• Commonwealth owes combined $470 million on various securities
  • General obligations and sales-tax debt will receive payments

Make no mistake about it: Puerto Rico will default in May on some of the $470 million it owes, according to Moody’s Investors Service.

The cash-strapped commonwealth is expected to fall short of paying $422 million to holders of bonds from the Government Development Bank, the credit rater said Friday in a report. It may also default on debt from the Employees Retirement System, Industrial Development Co. and Highways and Transportation Authority because the GDB has just $562 million in liquidity as of April 1, Moody’s said.

“These impending defaults would follow the government’s efforts to emphasize its severe cash depletion during the past year,” Moody’s analysts led by Ted Hampton and Emily Raimes wrote. “Even if federal oversight legislation is passed by the end of next week, Puerto Rico will still default because the commonwealth treasury and the GDB, which has long been the government’s fiscal agent, have insufficient liquidity for upcoming debt payments.”

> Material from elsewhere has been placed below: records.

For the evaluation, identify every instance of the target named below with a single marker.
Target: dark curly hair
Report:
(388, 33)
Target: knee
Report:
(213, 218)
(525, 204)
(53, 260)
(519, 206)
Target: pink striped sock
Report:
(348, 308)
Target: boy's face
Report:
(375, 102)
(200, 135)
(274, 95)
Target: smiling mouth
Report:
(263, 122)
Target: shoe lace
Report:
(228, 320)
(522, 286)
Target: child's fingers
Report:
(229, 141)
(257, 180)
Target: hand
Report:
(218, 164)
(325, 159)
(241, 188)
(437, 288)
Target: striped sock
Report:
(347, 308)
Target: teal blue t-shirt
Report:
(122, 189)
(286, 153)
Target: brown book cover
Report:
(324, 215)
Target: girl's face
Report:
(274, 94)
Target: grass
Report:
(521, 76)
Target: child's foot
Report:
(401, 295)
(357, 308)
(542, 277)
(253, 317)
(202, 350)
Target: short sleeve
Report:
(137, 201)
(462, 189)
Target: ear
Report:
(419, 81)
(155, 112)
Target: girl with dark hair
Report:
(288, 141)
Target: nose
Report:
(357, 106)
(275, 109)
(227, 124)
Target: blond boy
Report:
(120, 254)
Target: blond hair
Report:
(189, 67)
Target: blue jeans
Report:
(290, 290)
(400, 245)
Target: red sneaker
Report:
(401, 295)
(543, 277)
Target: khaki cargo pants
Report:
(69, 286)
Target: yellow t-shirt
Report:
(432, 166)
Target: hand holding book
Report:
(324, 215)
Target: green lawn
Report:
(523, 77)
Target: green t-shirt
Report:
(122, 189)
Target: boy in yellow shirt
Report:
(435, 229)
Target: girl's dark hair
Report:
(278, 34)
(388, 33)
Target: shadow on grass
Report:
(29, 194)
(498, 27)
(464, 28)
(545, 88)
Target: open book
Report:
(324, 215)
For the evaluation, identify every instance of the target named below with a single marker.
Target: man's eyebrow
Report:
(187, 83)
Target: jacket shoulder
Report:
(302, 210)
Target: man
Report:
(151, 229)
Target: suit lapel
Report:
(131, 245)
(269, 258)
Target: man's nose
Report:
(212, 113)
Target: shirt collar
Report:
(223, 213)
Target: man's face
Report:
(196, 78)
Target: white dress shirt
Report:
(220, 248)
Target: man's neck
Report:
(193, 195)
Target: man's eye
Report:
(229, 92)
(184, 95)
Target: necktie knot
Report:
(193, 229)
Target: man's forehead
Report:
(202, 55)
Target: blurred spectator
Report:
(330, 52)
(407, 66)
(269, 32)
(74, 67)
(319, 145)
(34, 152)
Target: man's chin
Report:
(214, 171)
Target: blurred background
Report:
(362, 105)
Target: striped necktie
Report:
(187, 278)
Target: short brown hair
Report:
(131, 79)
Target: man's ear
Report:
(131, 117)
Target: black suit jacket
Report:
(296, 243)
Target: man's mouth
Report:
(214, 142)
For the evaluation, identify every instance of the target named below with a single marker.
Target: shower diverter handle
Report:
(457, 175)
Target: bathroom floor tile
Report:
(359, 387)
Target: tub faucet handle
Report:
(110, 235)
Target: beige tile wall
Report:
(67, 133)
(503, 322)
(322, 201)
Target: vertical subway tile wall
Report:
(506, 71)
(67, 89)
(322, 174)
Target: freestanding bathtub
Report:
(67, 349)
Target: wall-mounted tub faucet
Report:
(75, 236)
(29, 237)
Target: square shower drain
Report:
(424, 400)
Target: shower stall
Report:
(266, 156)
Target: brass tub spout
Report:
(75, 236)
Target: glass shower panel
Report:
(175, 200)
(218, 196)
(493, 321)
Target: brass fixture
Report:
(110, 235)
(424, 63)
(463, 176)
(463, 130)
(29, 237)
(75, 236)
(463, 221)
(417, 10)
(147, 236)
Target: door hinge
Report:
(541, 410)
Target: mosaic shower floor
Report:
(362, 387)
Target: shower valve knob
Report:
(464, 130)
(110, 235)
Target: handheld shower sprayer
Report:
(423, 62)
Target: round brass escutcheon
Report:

Moody’s expects Puerto Rico to pay the less than $3 million owed to holders of general-obligation bonds and securities guaranteed by the commonwealth’s constitution to “avoid the almost certain litigation that would quickly follow.” Sales-tax backed debt, known by the Spanish acronym Cofina, will pay with funds already deposited with the trustee.

Appropriation debt from the Public Finance Corp., which accounts for 75 percent of all Puerto Rico defaults so far, will fail to pay yet again, Moody’s said.